CNN REPORTER: Aren’t those the steps that you would take if it was a crisis that you had on your hands?

PSKAI: These are the policies we’re taking to address what we feel is a vital human challenge at the border, but what our responsibility here is to do is to project and convey what policies we’re taking, what the president’s commitment is. That’s exactly what we’re doing, and we don’t see the need to put new labels.

Even NBC News reporter Kristen Welker pressed Psaki on Biden’s border crisis.

The two had the following exchange:

WELKER: I could try one more time on the issue at the border and just follow up on the comments of the Mexican president, who said that the surge in unaccompanied migrants is because they see the president as the migrant president.

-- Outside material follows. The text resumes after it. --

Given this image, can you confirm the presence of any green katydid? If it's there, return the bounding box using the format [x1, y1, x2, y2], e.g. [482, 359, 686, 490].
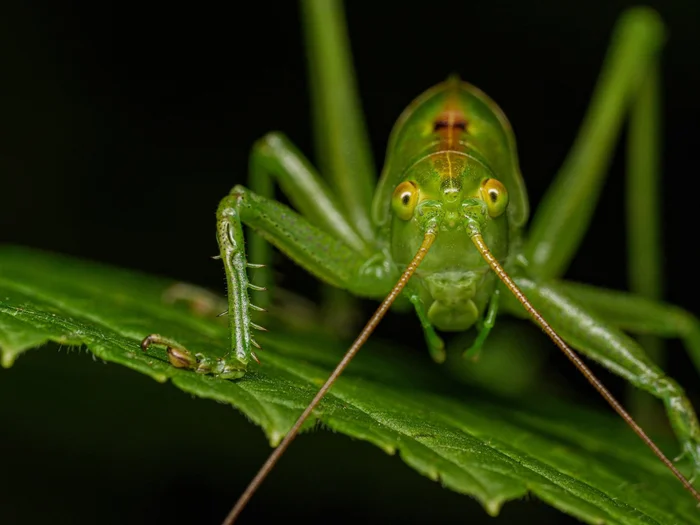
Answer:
[142, 0, 700, 523]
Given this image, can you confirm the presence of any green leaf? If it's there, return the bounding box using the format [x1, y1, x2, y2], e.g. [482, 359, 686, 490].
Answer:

What does that say about how the president is handling this situation?

PSAKI: Look, I think the president has been clear, as has every member of our administration, you had Ambassador Jacobson doing this the other day, that the border is not open. Now is not the time to come. We turn away the vast majority of people who come to the border. The vast, vast majority, these numbers are put out by CBP and the Department of Homeland Security, and people can see those numbers. We stand by our decision and our policy as an administration not to send unaccompanied minors back on the treacherous journey. That is our policy because we feel it’s humane and it’s moral, and we think the world sees it that way as well.

WELKER: Does the message need to be even clearer though? Yesterday, Ambassador Jacobsen acknowledged that yes, she said in her own words, you’re trying to walk and chew gum at the same time. Does there need to be a more streamlined message in order to prevent this surge?

PSAKI: Well, she also talked about, Kristen, which is true, in the region, we’re working against the efforts of smugglers and others who are conveying a different message. One of the steps we’re taking that I touched on a little bit earlier is also thinking of rebuilding or going back to some of the policies that were in place previously, where children could apply for the Central American Minors Program, which was ended in 2017. We estimate there’s about 3,000 kids who might be eligible, who could apply, and they could apply from the region, which would mean they wouldn’t make the treacherous journey. They wouldn’t be at the border working through border patrol. We’re looking for ways to reduce the number of kids who are taking this treacherous journey. Then we’re also looking for ways to expedite when kids are connected to family members, to safe sponsor homes.

We’re looking for ways to expedite getting them from the border patrol facilities into the shelters as well. There’s numbers challenges here, and we’re working through a lot of the operational details and specifics, but we stand by that what we feel is a more humane approach to what is happening at the border. We are looking for ways operationally to make it more efficient, to move kids through the system more quickly. Ultimately, when they get to the point where they’re with sponsor homes, many of them will not be able to stay. Most of them. They have to apply and … they have to go through the process, but we still are working for ways to expedite the system in the meantime.